About all we are doing is getting our funds back after working & remodeling for 15 years.
It will be a great place for developers though, one of the younger ones let the cat out of the bag when he said million dollar homes will replace ours.

We are just 8 minutes from downtown with the new suspension bridge going accross the river, the land sharks have moved in.
2 years ago I killed a big coyote in my front yard, with nightly vists from bobcats we kept a sharp eye out for our pets.


----------



## Kennygee (Feb 28, 2009)

*Chalk Hill?*

Am I right about the area where You are talking about? aren't there a couple of stock tanks in that area? also. It's been some time since I've been in that area. I work for COD off of 175 and Beltline--- Sand branch area old sand pits now sh%&*pits !! if You know what I mean!! Good Luck to You!!


----------



## Texas Traveler (Feb 28, 2009)

Kennygee said:


> Am I right about the area where You are talking about? aren't there a couple of stock tanks in that area? also. It's been some time since I've been in that area. I work for COD off of 175 and Beltline--- Sand branch area old sand pits now sh%&*pits !! if You know what I mean!! Good Luck to You!!

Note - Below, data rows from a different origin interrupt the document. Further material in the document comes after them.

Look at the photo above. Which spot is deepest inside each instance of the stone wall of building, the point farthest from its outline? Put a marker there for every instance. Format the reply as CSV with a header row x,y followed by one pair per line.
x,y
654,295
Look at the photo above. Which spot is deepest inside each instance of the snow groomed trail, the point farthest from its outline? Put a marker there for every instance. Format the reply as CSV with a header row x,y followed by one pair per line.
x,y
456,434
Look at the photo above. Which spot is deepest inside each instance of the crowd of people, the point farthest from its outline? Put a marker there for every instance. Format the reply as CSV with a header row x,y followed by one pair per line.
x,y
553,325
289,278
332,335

 It is we are setting on top all most but the old stock tanks are long gone.
Watch ole David now, he has a electrician master license sort of a electric 
genius. If you have any electric problems he is the go to man. :greenchainsaw:


----------



## derekh (Mar 1, 2009)

Just a quick thanks to Texas Traveller for this thread. It's re-ignited my interest in building a Cordwood structure on my place. Initially a shed but who knows what from there. 

I need to do a non-commercial thin of my trees and Cordwood could be the ideal use for the thinnings between 100-200mm dbh (4-6inches). My White Cypress Pine (Callitris glaucophylla) is termite resistant and has a low moisture content and low shrinkage. Qualities I think make it suitable for cordwood. Strawbale is my other material of choice but when you've got 300 acres of trees, cordwood has got to be a consideration.

regards
Derek


----------



## Friggs (Mar 2, 2009)

Hi Derek,

Here is a photo of my Cordwood cabin I built it about almost 20 years ago. It's actually our hunt camp and is 14'x24' mostly made with Ontario White Cedar with some hardwood mixed in. The walls are 12" thick with a 3" air space in the middle. The corner sections are various lengths of cedar and the headers above the openings are two-sided milled 6" cedar.
Only downfall is make sure your wood is really dry, I didn't I was pressed for time (dried for 1 year). My wood shrank about 1/4" around each log. 
Their is about 5' of snow in front of the window, typical Canadian winter.

Frank

View attachment 91641


----------



## derekh (Mar 2, 2009)

Thanks Friggs, some more photos would be great. 

Snow is the last thing I have to worry about. We're the opposite end of the scale, Winter is just below freezing but our Summer gets to over 45deg celcius, about 105deg F.


----------